Geschreven door Esmee Hardeman
10 oktober 2025

Gemeenten kunnen een voorkeursrecht vestigen op uw perceel met woning (lees de blog ‘het gemeentelijke voorkeursrecht: wat is het?’). Een voorkeursrecht wordt gevestigd met een zogenoemde ‘voorkeursrechtbeschikking’. Een dergelijke beschikking is een besluit. In een voorkeursrechtbeschikking wordt aangegeven op welke percelen het voorkeursrecht wordt gevestigd.

Maar kan en mag een gemeente een voorkeursrecht op elk perceel vestigen? Wie mag er eigenlijk een voorkeursrechtbeschikking nemen? Welke vereisten gelden er? En op welke grondslagen kan een gemeente een voorkeursrecht vestigen? In deze blog geef ik antwoord op deze vragen.

Wie is bevoegd?

De hoofdregel is dat de gemeenteraad het gemeentelijke voorkeursrecht mag vestigen. De gemeenteraad is met andere woorden het ‘bevoegd gezag’. De gemeenteraad vestigt het voorkeursrecht namens en voor de gemeente.

Voorafgaand aan het vestigen van een voorkeursrecht door de gemeenteraad, bestaat er voor het college van burgemeester en wethouders ook een (beperkte) mogelijkheid om een voorkeursrecht te vestigen. Dit wordt het zogenoemde ‘voorlopige voorkeursrecht’ genoemd.

Eisen voor vestiging voorkeursrecht

(i) criterium ‘niet agrarische functie’

Het voorkeursrecht kan niet zomaar voor gevestigd worden op alle percelen. Er moet voldaan worden aan twee eisen. Allereerst moet sprake zijn van een perceel waarvoor een niet-agrarische functie is toegedeeld of toegedacht. Als de nieuwe functie ‘agrarisch’ is, dan kan geen voorkeursrecht worden gevestigd.

Van een ‘toegedachte’ functie is sprake als de gemeente een bepaalde bestemming voor een perceel in gedachten heeft voor de toekomst. Een ‘toegedachte’ functie is dus nog niet officieel opgenomen in bijvoorbeeld het omgevingsplan van de gemeenteraad.

In een omgevingsplan wordt gesproken van ‘toegedeelde’ functies. Dit is een functie die concreet is vastgelegd in bijvoorbeeld het omgevingsplan. Zodra een functie formeel is vastgesteld in het omgevingsplan, wordt dus gesproken van een ‘toegedeelde’ functie.

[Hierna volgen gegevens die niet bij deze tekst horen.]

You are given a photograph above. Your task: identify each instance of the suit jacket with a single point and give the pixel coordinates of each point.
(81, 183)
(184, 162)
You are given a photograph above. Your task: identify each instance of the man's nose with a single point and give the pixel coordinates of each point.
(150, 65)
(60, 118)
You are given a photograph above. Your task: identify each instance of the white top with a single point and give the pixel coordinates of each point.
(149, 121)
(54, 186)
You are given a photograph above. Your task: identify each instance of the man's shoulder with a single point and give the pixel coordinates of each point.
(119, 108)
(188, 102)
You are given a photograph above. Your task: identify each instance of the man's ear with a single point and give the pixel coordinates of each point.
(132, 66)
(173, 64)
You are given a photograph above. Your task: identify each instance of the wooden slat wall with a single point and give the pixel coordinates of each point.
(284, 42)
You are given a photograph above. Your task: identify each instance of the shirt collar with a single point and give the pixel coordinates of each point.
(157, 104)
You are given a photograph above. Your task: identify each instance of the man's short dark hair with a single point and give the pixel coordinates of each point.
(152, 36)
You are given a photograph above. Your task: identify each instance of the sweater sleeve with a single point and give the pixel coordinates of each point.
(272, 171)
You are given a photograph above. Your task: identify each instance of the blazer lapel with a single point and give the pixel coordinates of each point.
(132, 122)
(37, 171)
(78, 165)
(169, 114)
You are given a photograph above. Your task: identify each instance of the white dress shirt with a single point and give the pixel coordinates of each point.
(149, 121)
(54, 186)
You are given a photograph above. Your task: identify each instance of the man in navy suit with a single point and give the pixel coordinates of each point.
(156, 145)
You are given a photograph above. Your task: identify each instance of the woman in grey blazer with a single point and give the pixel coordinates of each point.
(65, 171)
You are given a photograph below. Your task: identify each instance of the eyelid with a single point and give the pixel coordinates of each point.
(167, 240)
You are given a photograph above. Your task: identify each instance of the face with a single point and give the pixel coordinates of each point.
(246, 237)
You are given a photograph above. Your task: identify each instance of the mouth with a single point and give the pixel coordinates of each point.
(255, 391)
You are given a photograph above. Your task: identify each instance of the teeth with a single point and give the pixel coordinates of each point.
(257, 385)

NB. Met de inwerkingtreding van de Omgevingswet is de term ‘bestemming’ vervangen door de term ‘functie’. Dit betekent dat waar vroeger werd gesproken over ‘de bestemming van een perceel’, nu de term ‘functie’ wordt gehanteerd.

(ii) criterium ‘afwijkend gebruik’

Het tweede vereiste voor het vestigen van een voorkeursrecht is dat het huidige gebruik van een perceel afwijkt van de toegedeelde of toegedachte functie aan het perceel. Met andere woorden: het huidige feitelijke gebruik van een perceel moet afwijken van het gebruik dat de gemeente voor dit perceel voor ogen heeft.

Bijvoorbeeld, de gemeente wil op een perceel waar nu kantoorpanden staan in de toekomst een basisschool of buurthuis realiseren. In dat geval is het huidige gebruik (kantoren) anders dan het door de gemeente toegedachte of toegedeelde functie (maatschappelijke voorzieningen). Daarmee is voldaan aan het vereiste ‘afwijkend gebruik’.

Let op: voor het antwoord op de vraag of sprake is van ‘afwijkend gebruik’ is niet van belang of en in welke mate het beoogde gebruik afwijkt van het toegelaten gebruik volgens de oude bestemming. Bepalend is of het daadwerkelijke feitelijke gebruik van de percelen afwijkt van de nieuwe toegedachte of toegedeelde functie. Zie in dat kader bijvoorbeeld de uitspraak van de Raad van State van 5 juli 2006, ECLI:NL:RVS:2006:AY0385.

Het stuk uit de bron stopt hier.